The experiment was conduced with ~6200 artists that were split almost evenly between the control and PCI treatment groups 

Key questions included:

  • Did customers accept PCI recommendations

  • Did PCI help drive better value for the customer at the end of the campaign? We define “better value” as a higher proportion of opted-in tracks being ROI positive.

Results

  • Artists opted in less of the non-PCI recommended songs. Artists in the treatment group opted 6 pp less of their non-PCIr tracks.

  • PCI helped drive better value for the customers at the end of the campaign. Artists in the treatment group had a 2 pp increase in the percentage of ROI positive tracks that were opted in.

Post-launch improvements

Auto-Renewal Experiment

Problem Space

In the absence of a renewal feature, Discovery Mode customers have to come back to the S4A every month to set up their campaigns

  • Customers often forget to create campaigns during the set up window, thus leading to lower retention rates,  customer dissatisfaction & lost revenue.

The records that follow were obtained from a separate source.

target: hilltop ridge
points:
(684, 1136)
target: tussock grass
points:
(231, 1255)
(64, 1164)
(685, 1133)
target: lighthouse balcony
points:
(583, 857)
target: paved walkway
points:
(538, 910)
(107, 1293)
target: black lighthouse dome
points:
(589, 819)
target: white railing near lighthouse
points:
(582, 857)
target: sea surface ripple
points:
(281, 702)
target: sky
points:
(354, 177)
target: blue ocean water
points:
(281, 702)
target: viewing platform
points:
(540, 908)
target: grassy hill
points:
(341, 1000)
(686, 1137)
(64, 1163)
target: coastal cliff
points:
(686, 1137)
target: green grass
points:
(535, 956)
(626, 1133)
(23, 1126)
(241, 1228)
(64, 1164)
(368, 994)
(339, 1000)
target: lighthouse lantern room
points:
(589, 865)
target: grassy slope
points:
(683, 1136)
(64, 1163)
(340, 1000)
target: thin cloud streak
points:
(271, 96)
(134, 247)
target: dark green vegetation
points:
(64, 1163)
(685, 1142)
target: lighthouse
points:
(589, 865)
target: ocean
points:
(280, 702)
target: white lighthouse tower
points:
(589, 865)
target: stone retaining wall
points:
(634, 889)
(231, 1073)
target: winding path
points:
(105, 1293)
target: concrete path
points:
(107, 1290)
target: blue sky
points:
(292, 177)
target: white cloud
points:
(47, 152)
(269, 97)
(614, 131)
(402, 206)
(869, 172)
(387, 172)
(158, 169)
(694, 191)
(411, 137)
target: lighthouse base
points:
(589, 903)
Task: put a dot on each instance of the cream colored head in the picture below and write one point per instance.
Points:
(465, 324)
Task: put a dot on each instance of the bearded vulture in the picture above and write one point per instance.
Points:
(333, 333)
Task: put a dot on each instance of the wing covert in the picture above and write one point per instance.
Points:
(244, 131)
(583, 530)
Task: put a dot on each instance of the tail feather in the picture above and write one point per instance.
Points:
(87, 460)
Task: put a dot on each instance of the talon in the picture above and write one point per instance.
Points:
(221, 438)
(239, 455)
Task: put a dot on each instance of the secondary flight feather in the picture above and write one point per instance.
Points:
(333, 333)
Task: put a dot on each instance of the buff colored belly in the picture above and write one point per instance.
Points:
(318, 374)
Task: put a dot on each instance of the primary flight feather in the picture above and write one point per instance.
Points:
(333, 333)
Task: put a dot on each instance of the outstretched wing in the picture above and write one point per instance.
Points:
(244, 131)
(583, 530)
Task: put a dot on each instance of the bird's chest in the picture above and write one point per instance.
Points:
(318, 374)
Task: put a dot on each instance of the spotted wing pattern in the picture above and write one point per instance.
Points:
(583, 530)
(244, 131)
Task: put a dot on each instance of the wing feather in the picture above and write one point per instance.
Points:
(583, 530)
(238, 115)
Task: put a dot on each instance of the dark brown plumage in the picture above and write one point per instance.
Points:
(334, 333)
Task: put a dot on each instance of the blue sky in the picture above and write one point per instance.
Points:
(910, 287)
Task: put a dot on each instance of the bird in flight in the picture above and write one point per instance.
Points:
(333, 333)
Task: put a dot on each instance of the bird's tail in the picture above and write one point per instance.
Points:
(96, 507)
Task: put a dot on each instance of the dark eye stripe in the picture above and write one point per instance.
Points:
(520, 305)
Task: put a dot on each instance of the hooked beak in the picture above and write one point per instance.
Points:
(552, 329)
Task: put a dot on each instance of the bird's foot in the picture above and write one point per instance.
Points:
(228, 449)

  • The campaign renewal feature should help customers conveniently run campaigns longer without the need to set up a campaign each month

A/B Experiment

The auto renew feature was rolled out to users in select English-speaking markets. 

  • Treatment  (50%): got the new renewal feature in S4A 

  • Control (50%): old experience without renewals

Key Metric for sucess:

  • MoM Retention Rate

    • A significant increase (5%+ abs.) would indicate success.

Results

Users in treatment group saw a +19pp increase in MoM retention rate 

  • They averaged ~90% retention from one month to another to vs. ~70% retention rate in Control group

  • The results were statistically significant both for New and Returning customers

  • Was rolled out to 100% of customers and at the end of the experiment had a forecasted monthly revenue increase of ~$111k GP.